К. Зеленцов «Мальчик-крестьянин, надевающий лапти», 1830.
А вот из мягкого липового лыка делали самые прочные лапти.
Весной, когда только первые листочки завиднеются, шли мастера (такие почти в каждой семье были) в лес и собирали кору липовую. Для этого заранее деревянные пырочки-скребочки заготавливали зимой. И вот ведь получалось у них так кору с дерева снять, что не хворало оно после этого. С почетом и мудростью к природе-матушке относились, секреты знали особые, как лыко добывать. Правда, слова меткие все равно появились: «ободрать как липку» – говорят, когда отнимают все, что есть.
Полоски коры длинные мастера домой приносили, вымачивали долго в теплой воде, присоленной немного, чтобы гибкой кора была и не порвалась раньше времени. Потом соскабливали лишнее, оставляли только самый нижний слой коры, это и был луб. И вот из него-то и плели лапти в пять, в шесть или в семь полос. В семь полос совсем теплые обутки получались для зимы морозной. Чем тоньше лыковые полоски брали, тем красивее лапти получались, узорнее.
Для плетения лаптей использовались деревянные колодки и специальный крючок – кочедык.
Раньше существовало выражение «лапотная миля», то есть расстояние, которое можно было пройти в одних лаптях.
Чтобы лучше лапти на ноге держались, веревочки пеньковые подзавязывали. А по низу лаптя кожаную подметочку пришивали простеганную. Славные лапти получались, долго носили их!

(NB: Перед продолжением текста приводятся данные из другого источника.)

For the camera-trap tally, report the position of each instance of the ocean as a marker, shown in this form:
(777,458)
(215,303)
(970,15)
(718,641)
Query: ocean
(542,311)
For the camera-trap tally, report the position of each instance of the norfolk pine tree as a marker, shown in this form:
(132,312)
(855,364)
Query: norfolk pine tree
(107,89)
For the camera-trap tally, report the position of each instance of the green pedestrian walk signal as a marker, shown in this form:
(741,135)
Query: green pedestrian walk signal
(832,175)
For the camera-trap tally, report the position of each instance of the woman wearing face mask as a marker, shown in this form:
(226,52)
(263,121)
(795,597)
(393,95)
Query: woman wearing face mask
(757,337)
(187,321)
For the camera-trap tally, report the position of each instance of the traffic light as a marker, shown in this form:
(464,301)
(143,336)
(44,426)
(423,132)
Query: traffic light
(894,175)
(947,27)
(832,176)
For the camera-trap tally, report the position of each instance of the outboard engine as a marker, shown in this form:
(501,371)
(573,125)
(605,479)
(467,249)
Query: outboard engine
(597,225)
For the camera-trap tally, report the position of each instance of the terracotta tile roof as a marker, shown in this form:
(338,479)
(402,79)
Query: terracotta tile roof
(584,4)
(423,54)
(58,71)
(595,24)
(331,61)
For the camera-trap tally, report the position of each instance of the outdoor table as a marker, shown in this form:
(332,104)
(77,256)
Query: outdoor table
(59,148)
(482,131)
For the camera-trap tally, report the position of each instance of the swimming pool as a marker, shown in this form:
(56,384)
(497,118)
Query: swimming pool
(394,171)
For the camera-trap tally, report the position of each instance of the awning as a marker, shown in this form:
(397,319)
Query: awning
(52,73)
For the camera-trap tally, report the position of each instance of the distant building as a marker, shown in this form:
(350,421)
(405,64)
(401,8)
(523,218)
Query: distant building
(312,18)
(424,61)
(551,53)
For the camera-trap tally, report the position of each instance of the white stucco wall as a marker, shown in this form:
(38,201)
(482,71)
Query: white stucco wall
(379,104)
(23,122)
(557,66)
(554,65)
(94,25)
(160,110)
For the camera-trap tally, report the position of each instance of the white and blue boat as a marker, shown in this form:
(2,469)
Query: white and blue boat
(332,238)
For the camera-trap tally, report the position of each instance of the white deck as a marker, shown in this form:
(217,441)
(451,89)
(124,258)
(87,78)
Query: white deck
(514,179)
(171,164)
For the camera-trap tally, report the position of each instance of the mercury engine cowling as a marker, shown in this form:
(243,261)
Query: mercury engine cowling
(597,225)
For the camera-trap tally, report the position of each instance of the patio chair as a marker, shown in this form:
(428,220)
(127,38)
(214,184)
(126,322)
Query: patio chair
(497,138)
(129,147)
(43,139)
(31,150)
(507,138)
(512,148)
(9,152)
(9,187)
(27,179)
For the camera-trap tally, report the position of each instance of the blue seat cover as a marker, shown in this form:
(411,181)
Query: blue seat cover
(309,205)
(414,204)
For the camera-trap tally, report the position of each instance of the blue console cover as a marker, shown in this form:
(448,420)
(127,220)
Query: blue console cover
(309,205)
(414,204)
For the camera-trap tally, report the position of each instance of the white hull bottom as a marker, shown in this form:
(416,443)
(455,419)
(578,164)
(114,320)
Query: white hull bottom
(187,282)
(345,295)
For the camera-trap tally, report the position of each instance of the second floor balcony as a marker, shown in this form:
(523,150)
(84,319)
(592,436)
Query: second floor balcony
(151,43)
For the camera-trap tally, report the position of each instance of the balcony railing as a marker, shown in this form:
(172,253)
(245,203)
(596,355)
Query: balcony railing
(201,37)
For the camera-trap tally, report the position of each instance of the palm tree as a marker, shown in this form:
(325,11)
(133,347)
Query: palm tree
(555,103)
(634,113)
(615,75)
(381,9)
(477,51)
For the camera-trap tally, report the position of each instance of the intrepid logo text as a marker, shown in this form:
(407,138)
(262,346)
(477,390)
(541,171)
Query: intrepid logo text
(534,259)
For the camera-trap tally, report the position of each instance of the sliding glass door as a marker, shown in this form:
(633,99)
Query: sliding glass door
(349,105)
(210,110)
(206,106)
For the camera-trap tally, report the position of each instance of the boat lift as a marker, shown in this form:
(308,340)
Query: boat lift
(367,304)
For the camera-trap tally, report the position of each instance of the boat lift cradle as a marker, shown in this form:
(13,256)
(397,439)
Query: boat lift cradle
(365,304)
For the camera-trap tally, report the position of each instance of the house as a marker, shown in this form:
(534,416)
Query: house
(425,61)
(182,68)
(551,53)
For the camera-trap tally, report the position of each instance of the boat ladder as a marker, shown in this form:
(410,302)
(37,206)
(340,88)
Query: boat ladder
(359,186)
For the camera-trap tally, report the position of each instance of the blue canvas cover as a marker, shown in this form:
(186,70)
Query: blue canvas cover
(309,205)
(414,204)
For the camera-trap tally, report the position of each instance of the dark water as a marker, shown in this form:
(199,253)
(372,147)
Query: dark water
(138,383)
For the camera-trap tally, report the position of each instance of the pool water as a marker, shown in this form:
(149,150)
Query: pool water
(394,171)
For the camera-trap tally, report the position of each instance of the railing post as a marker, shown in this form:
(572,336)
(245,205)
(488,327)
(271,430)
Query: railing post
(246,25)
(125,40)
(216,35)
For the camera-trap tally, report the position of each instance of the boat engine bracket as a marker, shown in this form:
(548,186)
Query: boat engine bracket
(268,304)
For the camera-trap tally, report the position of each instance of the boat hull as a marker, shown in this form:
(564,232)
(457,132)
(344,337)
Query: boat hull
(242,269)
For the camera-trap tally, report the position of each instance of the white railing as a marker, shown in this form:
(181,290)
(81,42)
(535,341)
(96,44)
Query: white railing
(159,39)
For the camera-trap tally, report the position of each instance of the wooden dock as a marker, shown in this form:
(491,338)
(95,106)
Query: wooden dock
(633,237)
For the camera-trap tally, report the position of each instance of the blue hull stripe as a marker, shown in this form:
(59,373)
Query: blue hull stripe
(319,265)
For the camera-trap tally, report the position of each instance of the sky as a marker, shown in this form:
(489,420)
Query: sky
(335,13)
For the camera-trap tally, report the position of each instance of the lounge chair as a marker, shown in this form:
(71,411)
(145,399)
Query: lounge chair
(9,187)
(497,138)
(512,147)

Работа хоть и несложная была, но сноровки особой требовала. С детства учились мальчики лыко плести. А если к зрелости так и не умел мужчина этого делать, то про него говорили презрительно, смеялись: «Лыка не вяжет». Зато хороший хозяин лыка наготовит и лаптей навяжет, и на целый год семье хватает. А то еще и на ярмарку снесет да прибылью семью поддержит.
Лапти уважали в народе, верили в их силу оберегающую. Вешали самые красивые на калитку или с порогом рядом. Берегли лапти такие дом, семью. Разлучников не пускали в дом, путников возвращали целыми и невредимыми – лапти помогали не сбиться с пути. Старые лапти, поношенные, по забору развешивали – и тогда двору никакой сглаз не страшен был. А лапти над зеркалом все дурное из дома выводили.